The report says 379 special protection areas (SPAs) and 935 sites of Community importance (or potential sites) are likely to be affected by the 21 of the 30 trans-European transport network priority projects. As nine of the 30 projects were not analysed, the total number of sites under serious threat could be even higher.
BirdLife says some of the most threatened birds in Europe as well as countless pristine and biodiverse habitats could be put at risk if the TEN priority projects go ahead unchanged.
The report highlights that all means of transport have environmental impacts, including rail despite its lower emissions per passenger. It says transport projects must be developed as sustainably as possible to reduce the potential impact on other environmental resources.
T&E director Jos Dings said: 'The history of Europe's priority transport infrastructure projects is a classic example of old-fashioned political horse-trading. The projects were chosen behind closed doors and pushed through without consideration of the economic and environmental risks.

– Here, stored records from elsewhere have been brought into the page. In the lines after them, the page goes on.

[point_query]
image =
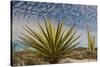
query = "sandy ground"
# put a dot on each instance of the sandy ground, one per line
(69, 60)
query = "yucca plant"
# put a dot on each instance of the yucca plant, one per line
(91, 42)
(53, 43)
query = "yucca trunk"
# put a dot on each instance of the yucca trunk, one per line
(54, 61)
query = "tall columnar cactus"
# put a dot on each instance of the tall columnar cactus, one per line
(91, 42)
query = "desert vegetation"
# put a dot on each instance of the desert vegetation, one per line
(52, 44)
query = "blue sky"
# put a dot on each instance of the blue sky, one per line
(28, 12)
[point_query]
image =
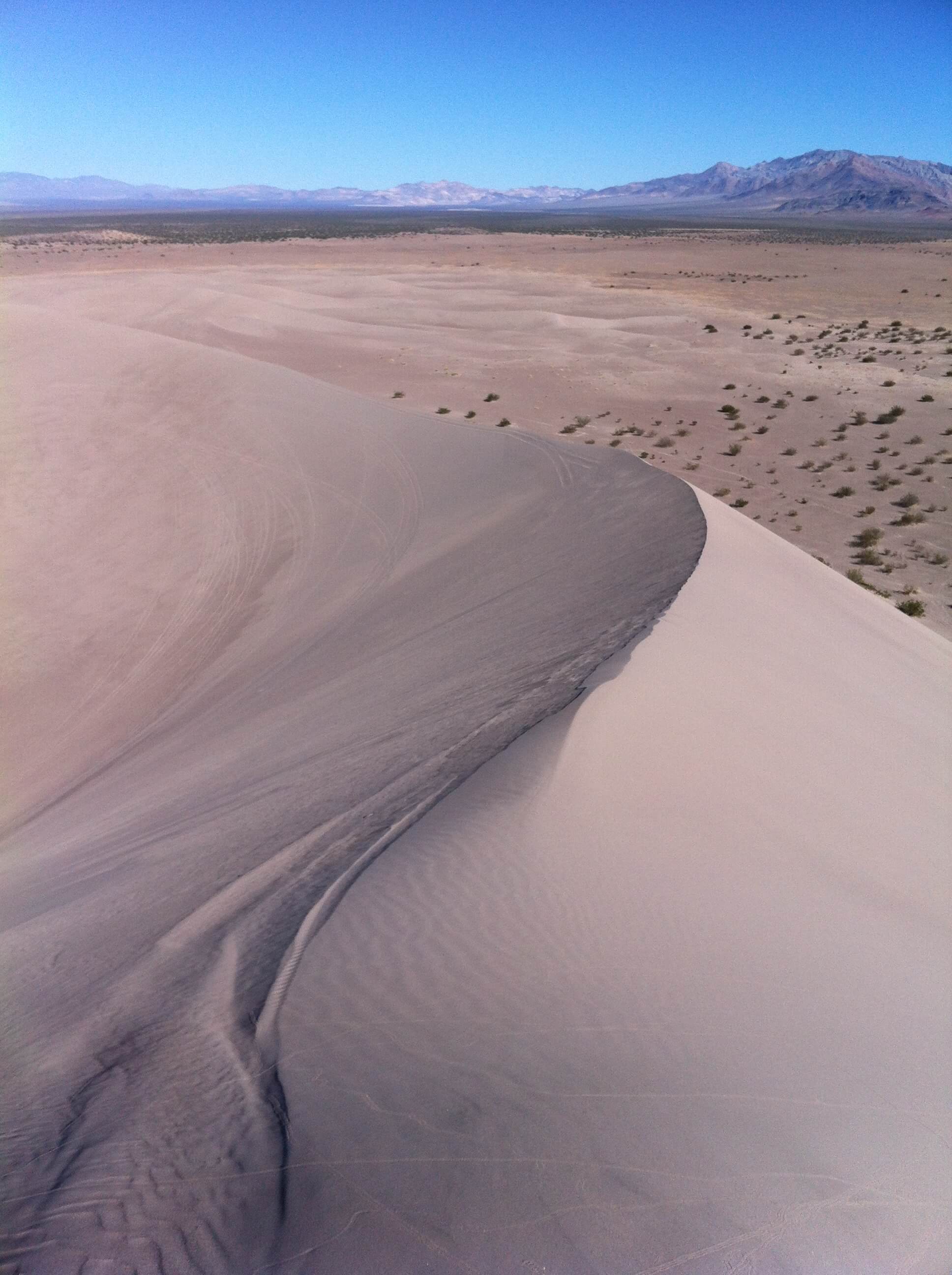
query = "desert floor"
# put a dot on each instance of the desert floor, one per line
(612, 331)
(651, 978)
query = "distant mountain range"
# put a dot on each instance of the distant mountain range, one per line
(820, 182)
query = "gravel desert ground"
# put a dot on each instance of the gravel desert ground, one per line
(310, 548)
(819, 339)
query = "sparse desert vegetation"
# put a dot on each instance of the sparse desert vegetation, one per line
(722, 373)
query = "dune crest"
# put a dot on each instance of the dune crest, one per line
(261, 624)
(666, 985)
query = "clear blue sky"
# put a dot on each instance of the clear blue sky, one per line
(307, 93)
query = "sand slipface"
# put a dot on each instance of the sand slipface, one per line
(666, 986)
(255, 625)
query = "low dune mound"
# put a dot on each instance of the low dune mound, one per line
(664, 986)
(257, 626)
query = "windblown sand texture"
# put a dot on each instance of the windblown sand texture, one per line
(259, 623)
(664, 985)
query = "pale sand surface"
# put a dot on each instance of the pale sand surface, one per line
(613, 330)
(253, 624)
(667, 985)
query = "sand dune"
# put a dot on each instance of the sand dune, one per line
(664, 985)
(667, 985)
(255, 625)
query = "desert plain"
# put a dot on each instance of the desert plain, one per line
(436, 837)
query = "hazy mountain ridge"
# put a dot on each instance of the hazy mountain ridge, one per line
(819, 182)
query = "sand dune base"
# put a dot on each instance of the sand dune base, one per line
(666, 986)
(254, 625)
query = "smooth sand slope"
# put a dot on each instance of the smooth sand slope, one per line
(253, 626)
(667, 986)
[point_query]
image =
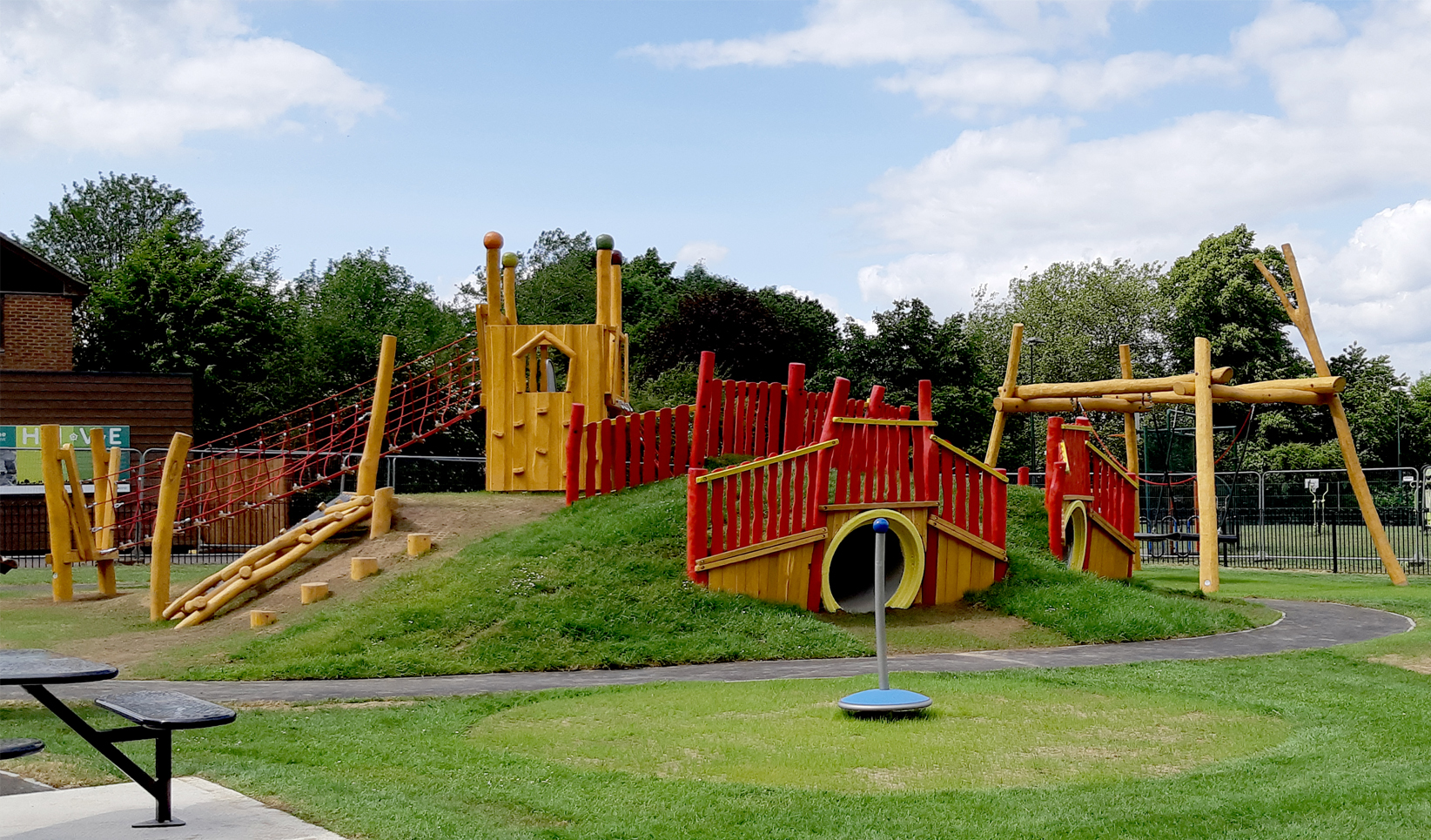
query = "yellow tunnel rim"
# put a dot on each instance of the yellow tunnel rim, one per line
(912, 544)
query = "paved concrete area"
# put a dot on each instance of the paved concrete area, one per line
(211, 810)
(1304, 626)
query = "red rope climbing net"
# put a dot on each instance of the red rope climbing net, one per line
(238, 486)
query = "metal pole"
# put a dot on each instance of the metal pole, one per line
(879, 601)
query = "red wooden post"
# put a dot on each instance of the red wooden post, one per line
(747, 513)
(593, 438)
(1000, 510)
(621, 454)
(719, 515)
(651, 462)
(683, 438)
(704, 393)
(695, 526)
(795, 408)
(573, 478)
(730, 409)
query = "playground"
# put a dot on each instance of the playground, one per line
(666, 630)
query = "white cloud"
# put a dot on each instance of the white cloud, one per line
(910, 31)
(138, 77)
(707, 252)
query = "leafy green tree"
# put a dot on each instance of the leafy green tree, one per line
(180, 304)
(909, 344)
(341, 313)
(1077, 313)
(99, 224)
(1218, 293)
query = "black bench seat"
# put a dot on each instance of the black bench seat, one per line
(16, 747)
(166, 710)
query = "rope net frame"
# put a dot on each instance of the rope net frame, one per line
(257, 470)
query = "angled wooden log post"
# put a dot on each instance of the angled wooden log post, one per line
(1011, 391)
(160, 548)
(1301, 317)
(106, 487)
(378, 418)
(1125, 361)
(1206, 466)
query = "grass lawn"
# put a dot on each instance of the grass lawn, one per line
(1293, 746)
(602, 586)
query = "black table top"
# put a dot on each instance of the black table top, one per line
(36, 667)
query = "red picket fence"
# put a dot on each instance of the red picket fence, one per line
(1113, 491)
(627, 451)
(753, 502)
(971, 495)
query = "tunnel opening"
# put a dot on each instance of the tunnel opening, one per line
(852, 570)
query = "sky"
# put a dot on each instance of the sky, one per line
(855, 151)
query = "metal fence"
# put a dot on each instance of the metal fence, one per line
(1293, 518)
(24, 528)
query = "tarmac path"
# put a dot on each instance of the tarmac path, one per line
(1304, 626)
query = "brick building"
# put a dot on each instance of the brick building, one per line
(39, 386)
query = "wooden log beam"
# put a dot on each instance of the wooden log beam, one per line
(1261, 395)
(1301, 315)
(1102, 386)
(1009, 389)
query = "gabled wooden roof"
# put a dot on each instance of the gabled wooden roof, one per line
(24, 272)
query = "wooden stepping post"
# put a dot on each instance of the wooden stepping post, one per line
(364, 566)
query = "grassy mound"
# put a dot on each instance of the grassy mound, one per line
(602, 586)
(595, 586)
(1088, 608)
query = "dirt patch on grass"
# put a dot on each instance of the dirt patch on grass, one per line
(144, 650)
(1419, 664)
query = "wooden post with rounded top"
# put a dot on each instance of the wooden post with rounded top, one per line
(57, 514)
(1301, 317)
(1125, 361)
(377, 418)
(160, 548)
(1206, 464)
(493, 242)
(1011, 388)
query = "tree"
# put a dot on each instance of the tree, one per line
(97, 224)
(180, 304)
(909, 344)
(1218, 293)
(342, 312)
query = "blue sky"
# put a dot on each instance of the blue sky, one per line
(857, 151)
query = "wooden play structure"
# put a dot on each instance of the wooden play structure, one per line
(534, 373)
(795, 524)
(1092, 498)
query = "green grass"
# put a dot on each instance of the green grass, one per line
(1334, 749)
(1092, 610)
(597, 586)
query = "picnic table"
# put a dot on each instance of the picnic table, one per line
(157, 713)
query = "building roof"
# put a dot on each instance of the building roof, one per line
(24, 272)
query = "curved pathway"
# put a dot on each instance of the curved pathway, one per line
(1304, 626)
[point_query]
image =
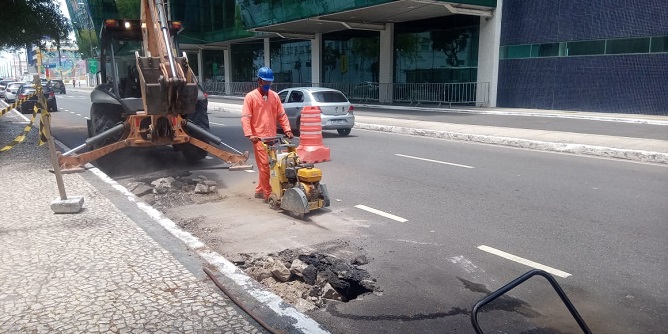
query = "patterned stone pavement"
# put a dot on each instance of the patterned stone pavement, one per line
(95, 271)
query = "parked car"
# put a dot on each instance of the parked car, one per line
(27, 106)
(336, 110)
(58, 86)
(10, 91)
(3, 86)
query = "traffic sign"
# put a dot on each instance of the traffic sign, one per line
(92, 66)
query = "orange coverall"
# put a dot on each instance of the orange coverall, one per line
(259, 118)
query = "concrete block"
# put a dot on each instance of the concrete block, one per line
(72, 204)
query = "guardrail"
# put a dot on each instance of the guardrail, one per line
(464, 93)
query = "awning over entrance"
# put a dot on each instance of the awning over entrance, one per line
(372, 17)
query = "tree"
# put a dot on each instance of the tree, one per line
(451, 42)
(329, 57)
(31, 22)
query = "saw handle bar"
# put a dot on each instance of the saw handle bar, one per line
(281, 139)
(506, 288)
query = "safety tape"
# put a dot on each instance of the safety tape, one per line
(20, 138)
(15, 104)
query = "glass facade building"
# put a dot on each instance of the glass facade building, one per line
(509, 53)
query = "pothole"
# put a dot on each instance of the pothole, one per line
(164, 192)
(309, 280)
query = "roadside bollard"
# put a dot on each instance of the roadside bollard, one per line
(311, 149)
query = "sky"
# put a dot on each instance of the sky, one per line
(7, 59)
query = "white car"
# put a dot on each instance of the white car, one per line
(10, 91)
(3, 86)
(336, 110)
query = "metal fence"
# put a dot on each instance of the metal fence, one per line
(466, 93)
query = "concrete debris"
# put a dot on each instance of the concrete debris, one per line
(311, 280)
(360, 260)
(169, 191)
(280, 272)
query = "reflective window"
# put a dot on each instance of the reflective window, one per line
(246, 60)
(350, 56)
(627, 45)
(545, 50)
(439, 50)
(585, 48)
(329, 97)
(282, 95)
(290, 61)
(517, 51)
(659, 44)
(214, 66)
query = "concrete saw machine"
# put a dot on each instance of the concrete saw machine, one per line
(295, 186)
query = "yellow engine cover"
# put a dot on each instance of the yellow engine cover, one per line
(309, 174)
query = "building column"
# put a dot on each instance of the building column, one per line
(227, 63)
(267, 53)
(488, 55)
(200, 66)
(316, 59)
(386, 64)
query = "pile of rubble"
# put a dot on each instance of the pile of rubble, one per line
(308, 281)
(183, 189)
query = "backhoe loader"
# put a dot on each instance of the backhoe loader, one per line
(148, 96)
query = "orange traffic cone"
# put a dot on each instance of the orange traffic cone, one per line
(310, 149)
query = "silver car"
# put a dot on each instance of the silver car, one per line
(3, 86)
(336, 110)
(10, 91)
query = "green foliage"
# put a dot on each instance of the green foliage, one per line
(451, 42)
(32, 22)
(408, 47)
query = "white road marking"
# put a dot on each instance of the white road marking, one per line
(415, 242)
(381, 213)
(436, 161)
(523, 261)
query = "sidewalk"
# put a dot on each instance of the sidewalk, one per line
(111, 267)
(619, 147)
(118, 266)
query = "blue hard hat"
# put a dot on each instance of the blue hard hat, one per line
(266, 74)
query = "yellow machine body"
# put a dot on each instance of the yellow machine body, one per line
(295, 187)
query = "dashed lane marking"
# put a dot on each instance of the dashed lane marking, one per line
(381, 213)
(436, 161)
(523, 261)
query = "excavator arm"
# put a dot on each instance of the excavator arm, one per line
(168, 112)
(168, 84)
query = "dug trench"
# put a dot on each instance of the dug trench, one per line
(307, 276)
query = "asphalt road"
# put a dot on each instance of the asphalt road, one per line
(601, 224)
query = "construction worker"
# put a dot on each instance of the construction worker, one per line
(262, 110)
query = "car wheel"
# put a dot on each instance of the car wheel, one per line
(343, 132)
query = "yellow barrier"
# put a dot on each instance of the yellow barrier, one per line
(20, 138)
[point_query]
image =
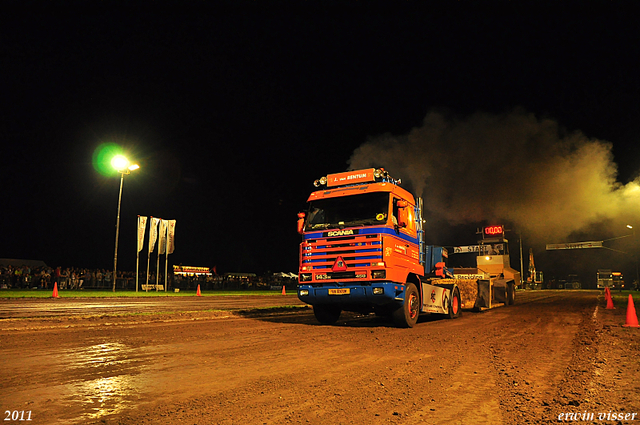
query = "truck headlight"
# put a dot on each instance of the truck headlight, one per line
(378, 274)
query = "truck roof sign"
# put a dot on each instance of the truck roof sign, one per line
(350, 177)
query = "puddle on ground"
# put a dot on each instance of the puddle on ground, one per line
(102, 379)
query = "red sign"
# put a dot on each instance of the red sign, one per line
(494, 230)
(339, 265)
(350, 177)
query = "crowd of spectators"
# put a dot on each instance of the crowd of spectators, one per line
(43, 277)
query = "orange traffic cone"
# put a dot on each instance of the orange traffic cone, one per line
(610, 305)
(632, 318)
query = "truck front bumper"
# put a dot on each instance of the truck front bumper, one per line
(352, 294)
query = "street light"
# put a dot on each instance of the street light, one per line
(123, 166)
(635, 254)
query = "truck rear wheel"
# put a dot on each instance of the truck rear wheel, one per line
(407, 315)
(327, 315)
(454, 304)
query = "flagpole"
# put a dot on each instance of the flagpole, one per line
(137, 262)
(149, 250)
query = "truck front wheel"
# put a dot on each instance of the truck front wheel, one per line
(327, 315)
(454, 304)
(407, 315)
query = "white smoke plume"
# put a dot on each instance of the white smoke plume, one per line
(514, 168)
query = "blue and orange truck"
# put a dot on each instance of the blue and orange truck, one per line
(363, 250)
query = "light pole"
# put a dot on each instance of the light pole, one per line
(635, 255)
(122, 165)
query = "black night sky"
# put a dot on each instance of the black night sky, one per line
(233, 109)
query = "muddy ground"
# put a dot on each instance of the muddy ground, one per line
(553, 353)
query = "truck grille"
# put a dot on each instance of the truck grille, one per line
(356, 251)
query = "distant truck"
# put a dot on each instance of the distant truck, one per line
(363, 250)
(604, 278)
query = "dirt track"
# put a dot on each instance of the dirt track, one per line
(553, 352)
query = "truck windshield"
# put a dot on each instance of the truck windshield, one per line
(358, 210)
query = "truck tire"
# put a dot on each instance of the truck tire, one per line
(511, 293)
(327, 315)
(454, 304)
(407, 315)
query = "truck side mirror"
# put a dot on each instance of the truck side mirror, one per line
(403, 214)
(301, 217)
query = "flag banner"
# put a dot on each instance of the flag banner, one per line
(142, 226)
(485, 249)
(171, 233)
(577, 245)
(153, 233)
(162, 237)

'It's now time for a root-and-branch review of how these megaprojects get picked. It’s not hard to get it right and avoid conflicts – the EU just needs to follow its own rules.'
Among the report's recommendations are that biodiversity considerations are taken into account at the earliest stage of work on a transport project, and that EU funding should be better scrutinised to ensure it doesn't go to projects which damage sites under protection of the EU's Natura 2000 scheme.